Craig O. Copley v. United States
This text of 106 F.3d 390 (Craig O. Copley v. United States) is published on Counsel Stack Legal Research, covering Court of Appeals for the Fourth Circuit primary law. Counsel Stack provides free access to over 12 million legal documents including statutes, case law, regulations, and constitutions.
Opinion
106 F.3d 390
NOTICE: Fourth Circuit Local Rule 36(c) states that citation of unpublished dispositions is disfavored except for establishing res judicata, estoppel, or the law of the case and requires service of copies of cited unpublished dispositions of the Fourth Circuit.
Craig O. COPLEY, Plaintiff--Appellant,
v.
UNITED STATES of America, Defendant--Appellee.
No. 96-7070.
United States Court of Appeals, Fourth Circuit.
Submitted Jan. 9, 1997.
Decided Jan. 23, 1997.
Appeal from the United States District Court for the Eastern District of North Carolina, at Raleigh. W. Earl Britt, District Judge. (CA-90-47-HC)
Craig O. Copley, Appellant Pro Se.
Eileen Coffey Moore, OFFICE OF THE UNITED STATES ATTORNEY, Raleigh, North Carolina, for Appellee.
Before HALL and MICHAEL, Circuit Judges, and PHILLIPS, Senior Circuit Judge.
PER CURIAM:
Craig O. Copley appeals from the district court's order denying his motion for reconsideration of the court's earlier order denying his motion for a transfer. Because Copley's motion was untimely under Fed.R.Civ.P. 59(e), his motion should be construed as a Fed.R.Civ.P. 60(b) motion. We review the district court's denial of a Rule 60(b) motion for an abuse of discretion. Browder v. Director, Dep't of Corrections, 434 U.S. 257, 263 n. 7 (1978).

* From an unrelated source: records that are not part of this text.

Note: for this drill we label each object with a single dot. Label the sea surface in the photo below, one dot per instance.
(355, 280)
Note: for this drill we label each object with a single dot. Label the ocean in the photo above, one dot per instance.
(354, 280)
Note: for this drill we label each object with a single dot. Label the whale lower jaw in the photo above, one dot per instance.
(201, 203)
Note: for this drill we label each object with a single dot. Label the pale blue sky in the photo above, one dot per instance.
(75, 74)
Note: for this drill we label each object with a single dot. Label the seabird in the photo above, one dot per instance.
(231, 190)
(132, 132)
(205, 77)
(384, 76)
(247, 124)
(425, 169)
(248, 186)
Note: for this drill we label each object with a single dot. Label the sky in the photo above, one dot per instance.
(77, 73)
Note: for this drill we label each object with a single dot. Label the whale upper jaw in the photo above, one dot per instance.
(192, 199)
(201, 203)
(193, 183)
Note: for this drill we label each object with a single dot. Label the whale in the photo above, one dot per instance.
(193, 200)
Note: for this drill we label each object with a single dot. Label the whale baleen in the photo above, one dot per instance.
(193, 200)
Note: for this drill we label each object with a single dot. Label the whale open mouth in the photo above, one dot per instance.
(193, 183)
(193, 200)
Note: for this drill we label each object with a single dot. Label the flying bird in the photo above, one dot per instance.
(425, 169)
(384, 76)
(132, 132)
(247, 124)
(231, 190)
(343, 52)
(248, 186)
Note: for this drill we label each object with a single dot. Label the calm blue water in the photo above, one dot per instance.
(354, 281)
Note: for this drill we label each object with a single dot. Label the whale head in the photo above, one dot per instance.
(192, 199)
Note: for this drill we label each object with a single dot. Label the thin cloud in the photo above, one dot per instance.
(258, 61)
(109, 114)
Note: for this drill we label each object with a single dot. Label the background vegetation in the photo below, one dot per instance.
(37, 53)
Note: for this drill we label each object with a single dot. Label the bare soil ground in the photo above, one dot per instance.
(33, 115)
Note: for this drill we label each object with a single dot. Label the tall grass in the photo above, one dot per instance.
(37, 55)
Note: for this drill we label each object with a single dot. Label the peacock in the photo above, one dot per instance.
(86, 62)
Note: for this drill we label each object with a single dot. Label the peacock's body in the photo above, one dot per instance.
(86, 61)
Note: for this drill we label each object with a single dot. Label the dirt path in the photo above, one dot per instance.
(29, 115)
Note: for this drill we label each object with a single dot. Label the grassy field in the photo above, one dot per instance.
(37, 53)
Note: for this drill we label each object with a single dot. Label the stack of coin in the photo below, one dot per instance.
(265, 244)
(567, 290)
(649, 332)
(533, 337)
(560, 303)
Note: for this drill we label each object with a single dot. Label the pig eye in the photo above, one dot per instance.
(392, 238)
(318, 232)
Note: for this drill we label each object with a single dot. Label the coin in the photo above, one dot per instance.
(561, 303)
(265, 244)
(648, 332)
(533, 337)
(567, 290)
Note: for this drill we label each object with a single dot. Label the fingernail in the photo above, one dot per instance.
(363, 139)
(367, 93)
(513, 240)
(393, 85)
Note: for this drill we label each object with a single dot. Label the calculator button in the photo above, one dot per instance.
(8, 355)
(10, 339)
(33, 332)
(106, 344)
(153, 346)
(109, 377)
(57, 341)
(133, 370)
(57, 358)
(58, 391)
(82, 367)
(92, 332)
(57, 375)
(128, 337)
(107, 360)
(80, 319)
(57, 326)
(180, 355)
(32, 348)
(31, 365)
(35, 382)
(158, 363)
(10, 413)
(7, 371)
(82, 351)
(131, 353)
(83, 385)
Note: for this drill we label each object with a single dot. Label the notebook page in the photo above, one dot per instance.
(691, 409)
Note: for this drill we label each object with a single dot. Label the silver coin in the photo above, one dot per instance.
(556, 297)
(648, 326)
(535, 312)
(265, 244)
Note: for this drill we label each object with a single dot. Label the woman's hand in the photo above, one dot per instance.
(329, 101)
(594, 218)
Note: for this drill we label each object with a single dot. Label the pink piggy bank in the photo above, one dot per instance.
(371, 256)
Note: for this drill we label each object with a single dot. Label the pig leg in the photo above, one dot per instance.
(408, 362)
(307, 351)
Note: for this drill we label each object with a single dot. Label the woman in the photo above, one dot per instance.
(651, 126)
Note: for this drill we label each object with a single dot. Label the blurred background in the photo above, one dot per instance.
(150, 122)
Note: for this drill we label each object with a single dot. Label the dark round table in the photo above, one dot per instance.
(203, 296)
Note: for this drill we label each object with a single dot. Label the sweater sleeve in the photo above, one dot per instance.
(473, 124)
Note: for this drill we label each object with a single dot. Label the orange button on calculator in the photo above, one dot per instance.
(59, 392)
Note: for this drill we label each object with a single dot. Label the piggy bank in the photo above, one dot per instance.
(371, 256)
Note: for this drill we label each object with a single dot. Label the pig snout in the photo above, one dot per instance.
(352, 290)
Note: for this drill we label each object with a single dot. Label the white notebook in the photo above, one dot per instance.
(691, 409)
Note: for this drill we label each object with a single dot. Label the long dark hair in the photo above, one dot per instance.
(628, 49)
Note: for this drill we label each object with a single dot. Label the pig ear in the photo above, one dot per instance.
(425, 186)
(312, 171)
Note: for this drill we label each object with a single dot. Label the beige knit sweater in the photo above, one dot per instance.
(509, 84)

Relief is not authorized under Rule 60(b) where the motion raises no new arguments, but merely requests the district court to "change its mind." United States v. Williams, 674 F.2d 310, 313 (4th Cir.1982). Copley's motion provided no new grounds for relief and only reflected his disagreement with the court's earlier decision. Where a motion is for reconsideration of legal issues already addressed in an earlier ruling, the motion "is not authorized by Rule 60(b)." Id. at 313. Therefore, the motion was "properly rejected by the district court." Id.; see also Hartman v. Lauchli, 304 F.2d 431, 432 (8th Cir.1962) ("Rule 60(b) was not intended as a substitute for a direct appeal from an erroneous judgment. The fact that a judgment is erroneous does not constitute a ground for relief under that Rule.").
Accordingly, the order of the district court is affirmed. We dispense with oral argument because the facts and legal contentions are adequately presented in the materials before the court and argument would not aid the decisional process.